1 is a diagram for explaining an embodiment of the cassette for electrostatic recording of the present invention, FIG. 2 is a diagram for explaining a recording method in the present invention, and FIG. 3 is a diagram incorporating the cassette of FIG. FIG. 4 is a diagram showing another embodiment of the electrostatic recording cassette, FIG. 5 is a diagram showing a disk type electrostatic recording cassette, and FIG. 6 is a diagram of FIG. It is a figure showing an electrostatic camera incorporating a cassette. 100 ... cassette, 101 ... window, 102 ... barcode, 103
…… Photoconductor, 105… Film-like charge holding medium, 107 ……

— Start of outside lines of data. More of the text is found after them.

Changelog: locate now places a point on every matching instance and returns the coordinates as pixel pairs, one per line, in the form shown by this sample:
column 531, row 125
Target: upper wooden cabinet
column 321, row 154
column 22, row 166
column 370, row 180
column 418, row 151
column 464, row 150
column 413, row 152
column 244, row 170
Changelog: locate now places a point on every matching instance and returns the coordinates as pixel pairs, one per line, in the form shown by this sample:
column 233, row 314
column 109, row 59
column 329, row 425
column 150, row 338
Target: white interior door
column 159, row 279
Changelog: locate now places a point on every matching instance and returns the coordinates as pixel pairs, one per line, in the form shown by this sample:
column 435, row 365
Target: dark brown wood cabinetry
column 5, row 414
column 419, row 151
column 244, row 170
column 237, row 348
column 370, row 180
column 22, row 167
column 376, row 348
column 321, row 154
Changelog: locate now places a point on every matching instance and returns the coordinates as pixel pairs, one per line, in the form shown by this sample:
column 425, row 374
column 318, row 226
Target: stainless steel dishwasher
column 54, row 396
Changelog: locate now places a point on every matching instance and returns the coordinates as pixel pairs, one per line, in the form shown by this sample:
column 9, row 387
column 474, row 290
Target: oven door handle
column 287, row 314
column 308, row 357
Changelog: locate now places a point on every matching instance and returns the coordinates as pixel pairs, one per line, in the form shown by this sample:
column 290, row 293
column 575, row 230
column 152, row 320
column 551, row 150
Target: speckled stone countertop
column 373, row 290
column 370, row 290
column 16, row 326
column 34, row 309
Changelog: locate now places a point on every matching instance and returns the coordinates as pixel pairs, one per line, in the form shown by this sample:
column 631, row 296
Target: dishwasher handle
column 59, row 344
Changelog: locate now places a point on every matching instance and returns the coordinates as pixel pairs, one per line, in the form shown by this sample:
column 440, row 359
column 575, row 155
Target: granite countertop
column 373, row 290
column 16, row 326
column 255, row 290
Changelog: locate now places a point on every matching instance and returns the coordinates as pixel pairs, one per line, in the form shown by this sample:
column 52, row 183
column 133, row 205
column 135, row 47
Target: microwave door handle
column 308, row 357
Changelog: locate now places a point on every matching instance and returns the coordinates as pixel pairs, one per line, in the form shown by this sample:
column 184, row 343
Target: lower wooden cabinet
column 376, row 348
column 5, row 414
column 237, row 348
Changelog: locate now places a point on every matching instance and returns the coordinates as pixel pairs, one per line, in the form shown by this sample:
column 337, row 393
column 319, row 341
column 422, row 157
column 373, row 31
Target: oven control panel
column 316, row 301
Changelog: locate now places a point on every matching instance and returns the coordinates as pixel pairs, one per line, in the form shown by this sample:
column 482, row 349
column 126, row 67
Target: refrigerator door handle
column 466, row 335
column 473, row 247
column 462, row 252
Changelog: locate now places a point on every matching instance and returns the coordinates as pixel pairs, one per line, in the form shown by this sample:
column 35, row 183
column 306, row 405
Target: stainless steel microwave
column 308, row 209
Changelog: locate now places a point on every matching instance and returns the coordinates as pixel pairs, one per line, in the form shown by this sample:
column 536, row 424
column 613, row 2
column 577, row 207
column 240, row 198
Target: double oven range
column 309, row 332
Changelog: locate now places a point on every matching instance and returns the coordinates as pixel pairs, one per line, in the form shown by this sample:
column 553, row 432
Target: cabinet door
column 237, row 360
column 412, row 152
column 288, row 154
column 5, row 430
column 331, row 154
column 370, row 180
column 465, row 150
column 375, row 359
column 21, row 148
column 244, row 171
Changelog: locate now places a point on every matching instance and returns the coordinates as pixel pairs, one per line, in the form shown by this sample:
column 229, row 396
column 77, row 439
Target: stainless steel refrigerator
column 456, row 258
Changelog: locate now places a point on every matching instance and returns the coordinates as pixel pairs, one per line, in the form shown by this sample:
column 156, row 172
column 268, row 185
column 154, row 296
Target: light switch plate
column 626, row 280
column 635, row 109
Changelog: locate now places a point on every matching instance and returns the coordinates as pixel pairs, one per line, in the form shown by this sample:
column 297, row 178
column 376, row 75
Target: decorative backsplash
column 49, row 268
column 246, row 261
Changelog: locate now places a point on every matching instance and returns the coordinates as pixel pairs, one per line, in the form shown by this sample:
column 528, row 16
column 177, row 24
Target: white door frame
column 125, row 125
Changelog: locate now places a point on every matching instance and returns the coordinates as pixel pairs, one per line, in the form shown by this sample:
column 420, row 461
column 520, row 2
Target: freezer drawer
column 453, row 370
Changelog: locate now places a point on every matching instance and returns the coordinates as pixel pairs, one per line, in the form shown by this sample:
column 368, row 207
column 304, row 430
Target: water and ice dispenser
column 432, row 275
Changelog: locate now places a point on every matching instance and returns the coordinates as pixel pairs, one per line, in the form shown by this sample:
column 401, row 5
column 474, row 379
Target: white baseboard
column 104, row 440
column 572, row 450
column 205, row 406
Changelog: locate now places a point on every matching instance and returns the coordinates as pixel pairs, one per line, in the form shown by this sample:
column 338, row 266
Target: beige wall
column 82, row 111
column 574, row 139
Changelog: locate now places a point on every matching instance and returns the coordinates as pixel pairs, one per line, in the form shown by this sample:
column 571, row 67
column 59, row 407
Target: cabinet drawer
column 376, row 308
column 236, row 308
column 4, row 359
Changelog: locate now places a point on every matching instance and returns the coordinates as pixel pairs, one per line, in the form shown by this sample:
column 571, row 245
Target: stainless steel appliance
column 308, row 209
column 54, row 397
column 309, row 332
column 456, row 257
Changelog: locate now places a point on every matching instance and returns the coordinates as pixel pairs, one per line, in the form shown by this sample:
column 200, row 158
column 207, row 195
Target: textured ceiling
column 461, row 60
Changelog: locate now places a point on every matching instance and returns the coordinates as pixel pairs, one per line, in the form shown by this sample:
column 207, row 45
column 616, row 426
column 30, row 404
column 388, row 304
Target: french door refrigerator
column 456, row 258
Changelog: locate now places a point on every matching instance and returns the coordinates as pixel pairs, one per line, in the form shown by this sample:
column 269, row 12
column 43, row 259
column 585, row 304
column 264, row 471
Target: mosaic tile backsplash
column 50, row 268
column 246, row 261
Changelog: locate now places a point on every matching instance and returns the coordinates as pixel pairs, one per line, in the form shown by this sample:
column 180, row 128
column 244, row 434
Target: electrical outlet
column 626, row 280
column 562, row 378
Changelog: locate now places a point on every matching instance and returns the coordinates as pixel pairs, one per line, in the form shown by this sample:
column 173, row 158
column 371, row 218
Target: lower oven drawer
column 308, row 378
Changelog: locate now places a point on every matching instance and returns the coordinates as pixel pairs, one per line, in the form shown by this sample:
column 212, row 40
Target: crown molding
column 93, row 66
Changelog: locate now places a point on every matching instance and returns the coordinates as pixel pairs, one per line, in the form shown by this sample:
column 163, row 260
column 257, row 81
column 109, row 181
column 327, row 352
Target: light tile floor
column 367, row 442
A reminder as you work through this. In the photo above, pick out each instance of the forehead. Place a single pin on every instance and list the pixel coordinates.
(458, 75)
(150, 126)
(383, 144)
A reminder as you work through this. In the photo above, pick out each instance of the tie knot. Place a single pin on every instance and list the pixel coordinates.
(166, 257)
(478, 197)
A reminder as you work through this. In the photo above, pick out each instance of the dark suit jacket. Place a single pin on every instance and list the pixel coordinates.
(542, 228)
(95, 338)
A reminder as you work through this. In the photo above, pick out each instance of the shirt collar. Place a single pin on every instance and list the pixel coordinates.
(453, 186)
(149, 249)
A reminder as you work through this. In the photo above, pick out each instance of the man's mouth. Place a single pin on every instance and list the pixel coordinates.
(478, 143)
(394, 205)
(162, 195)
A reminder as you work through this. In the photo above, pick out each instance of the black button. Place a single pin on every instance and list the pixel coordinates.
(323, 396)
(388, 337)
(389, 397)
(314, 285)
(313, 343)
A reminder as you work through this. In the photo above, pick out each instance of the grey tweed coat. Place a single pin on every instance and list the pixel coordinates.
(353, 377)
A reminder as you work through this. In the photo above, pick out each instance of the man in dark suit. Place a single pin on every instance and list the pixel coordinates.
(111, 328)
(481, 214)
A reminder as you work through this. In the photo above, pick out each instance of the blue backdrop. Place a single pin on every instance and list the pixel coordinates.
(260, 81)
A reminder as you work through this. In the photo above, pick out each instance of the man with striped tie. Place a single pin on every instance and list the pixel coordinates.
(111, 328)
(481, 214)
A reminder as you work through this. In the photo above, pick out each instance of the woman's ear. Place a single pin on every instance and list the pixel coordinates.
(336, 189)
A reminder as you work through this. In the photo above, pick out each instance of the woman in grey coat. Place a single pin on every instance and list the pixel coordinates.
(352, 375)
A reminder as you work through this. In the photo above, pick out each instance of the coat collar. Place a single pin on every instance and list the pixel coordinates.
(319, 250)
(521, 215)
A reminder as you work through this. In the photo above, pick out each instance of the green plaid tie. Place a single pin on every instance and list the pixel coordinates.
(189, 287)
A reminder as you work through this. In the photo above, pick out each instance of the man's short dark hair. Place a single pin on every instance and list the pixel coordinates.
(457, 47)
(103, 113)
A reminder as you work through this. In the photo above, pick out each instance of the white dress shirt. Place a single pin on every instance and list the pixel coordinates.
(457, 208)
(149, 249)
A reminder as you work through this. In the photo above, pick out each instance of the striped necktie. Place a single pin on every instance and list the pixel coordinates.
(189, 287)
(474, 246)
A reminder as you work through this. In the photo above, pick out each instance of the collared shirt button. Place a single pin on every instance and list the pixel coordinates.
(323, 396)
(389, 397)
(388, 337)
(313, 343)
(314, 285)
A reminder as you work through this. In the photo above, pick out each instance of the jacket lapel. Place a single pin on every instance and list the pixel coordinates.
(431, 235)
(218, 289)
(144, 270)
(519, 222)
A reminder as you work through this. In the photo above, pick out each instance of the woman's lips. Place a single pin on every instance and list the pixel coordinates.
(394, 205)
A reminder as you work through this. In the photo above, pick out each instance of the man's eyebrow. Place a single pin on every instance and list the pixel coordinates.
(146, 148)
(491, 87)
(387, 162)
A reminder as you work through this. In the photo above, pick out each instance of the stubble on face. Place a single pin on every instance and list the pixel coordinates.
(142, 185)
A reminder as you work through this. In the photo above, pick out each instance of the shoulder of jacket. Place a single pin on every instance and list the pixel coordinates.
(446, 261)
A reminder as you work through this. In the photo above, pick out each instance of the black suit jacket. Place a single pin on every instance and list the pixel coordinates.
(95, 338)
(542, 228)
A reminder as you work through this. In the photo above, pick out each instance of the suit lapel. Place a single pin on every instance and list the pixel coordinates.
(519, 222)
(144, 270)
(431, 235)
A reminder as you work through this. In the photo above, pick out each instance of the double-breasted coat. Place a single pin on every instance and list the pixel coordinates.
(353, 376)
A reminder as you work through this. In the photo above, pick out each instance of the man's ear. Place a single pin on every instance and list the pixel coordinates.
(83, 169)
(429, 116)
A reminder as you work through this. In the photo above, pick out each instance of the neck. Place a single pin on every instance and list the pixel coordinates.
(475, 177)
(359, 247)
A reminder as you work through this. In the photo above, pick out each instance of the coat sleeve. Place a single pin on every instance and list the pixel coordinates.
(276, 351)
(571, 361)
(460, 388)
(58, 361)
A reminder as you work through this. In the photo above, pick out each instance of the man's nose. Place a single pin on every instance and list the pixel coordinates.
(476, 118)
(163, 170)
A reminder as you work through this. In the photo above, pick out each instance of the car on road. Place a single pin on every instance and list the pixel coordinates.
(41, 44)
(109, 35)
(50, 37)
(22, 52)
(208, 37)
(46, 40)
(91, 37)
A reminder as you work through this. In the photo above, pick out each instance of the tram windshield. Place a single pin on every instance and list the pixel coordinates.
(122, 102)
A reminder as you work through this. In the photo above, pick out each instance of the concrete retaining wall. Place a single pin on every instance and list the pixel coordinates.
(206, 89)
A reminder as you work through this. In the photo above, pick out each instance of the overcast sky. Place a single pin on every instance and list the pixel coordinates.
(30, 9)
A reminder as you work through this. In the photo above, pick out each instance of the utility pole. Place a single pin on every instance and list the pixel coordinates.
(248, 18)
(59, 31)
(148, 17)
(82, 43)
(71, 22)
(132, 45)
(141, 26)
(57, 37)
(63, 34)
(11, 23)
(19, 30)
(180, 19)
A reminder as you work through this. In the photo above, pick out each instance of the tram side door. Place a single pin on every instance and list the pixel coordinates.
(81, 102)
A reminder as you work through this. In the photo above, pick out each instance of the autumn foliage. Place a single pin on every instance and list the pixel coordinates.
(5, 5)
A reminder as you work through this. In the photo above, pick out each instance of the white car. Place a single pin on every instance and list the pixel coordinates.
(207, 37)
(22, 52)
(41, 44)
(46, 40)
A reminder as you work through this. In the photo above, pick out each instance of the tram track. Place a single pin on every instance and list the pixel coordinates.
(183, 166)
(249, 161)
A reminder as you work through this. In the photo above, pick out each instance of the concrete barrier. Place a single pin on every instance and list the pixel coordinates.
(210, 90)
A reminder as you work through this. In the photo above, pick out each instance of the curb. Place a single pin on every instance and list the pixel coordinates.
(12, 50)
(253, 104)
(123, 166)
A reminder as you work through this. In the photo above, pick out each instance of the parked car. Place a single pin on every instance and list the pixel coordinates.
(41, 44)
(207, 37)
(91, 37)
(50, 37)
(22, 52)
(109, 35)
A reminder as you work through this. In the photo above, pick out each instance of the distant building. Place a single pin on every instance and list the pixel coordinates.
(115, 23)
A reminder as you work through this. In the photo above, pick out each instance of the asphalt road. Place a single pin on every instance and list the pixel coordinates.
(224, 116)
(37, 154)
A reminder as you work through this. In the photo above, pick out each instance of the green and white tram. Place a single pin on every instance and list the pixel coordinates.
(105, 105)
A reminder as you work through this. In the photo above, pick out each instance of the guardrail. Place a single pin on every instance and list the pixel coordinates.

Film support member, 109: supply roll, 111: take-up roll.

Claims (5)

(57) [Claims] An electrostatic recording cassette incorporating a photosensitive member fixed to a photographing window portion and a film-like charge holding medium opposed to the photosensitive member at a predetermined interval, comprising: An electrostatic recording cassette characterized in that a recording medium is sequentially supplied to a photographing window by contacting a medium on a surface of a spacing member facing a photosensitive member. 2. An electrostatic recording cassette incorporating a photoreceptor fixed to a photographing window portion and a film-like charge holding medium opposed to the photoreceptor at a predetermined interval, comprising: A cassette for electrostatic recording, wherein a medium is pressed by a spacer provided on a photoreceptor, and a recording unit is sequentially supplied to a photographing window. 3. An electrostatic recording cassette incorporating a photosensitive member fixed to a photographing window portion and a disk-shaped charge holding medium opposed to the photosensitive member at a predetermined interval, wherein the disk-shaped charge holding member is provided. A cassette for electrostatic recording, wherein the medium is rotated in the cassette and the recording unit is sequentially supplied to the photographing window. 4. The electrostatic recording cassette according to claim 1, wherein a bar code indicating a photographing condition corresponding to a photosensitive material is displayed on a part of the surface of the cassette. 5. A cassette-type electrostatic camera into which the cassette according to claim 1 can be incorporated, and which performs electrostatic recording on a charge holding medium through an objective lens and a photoreceptor.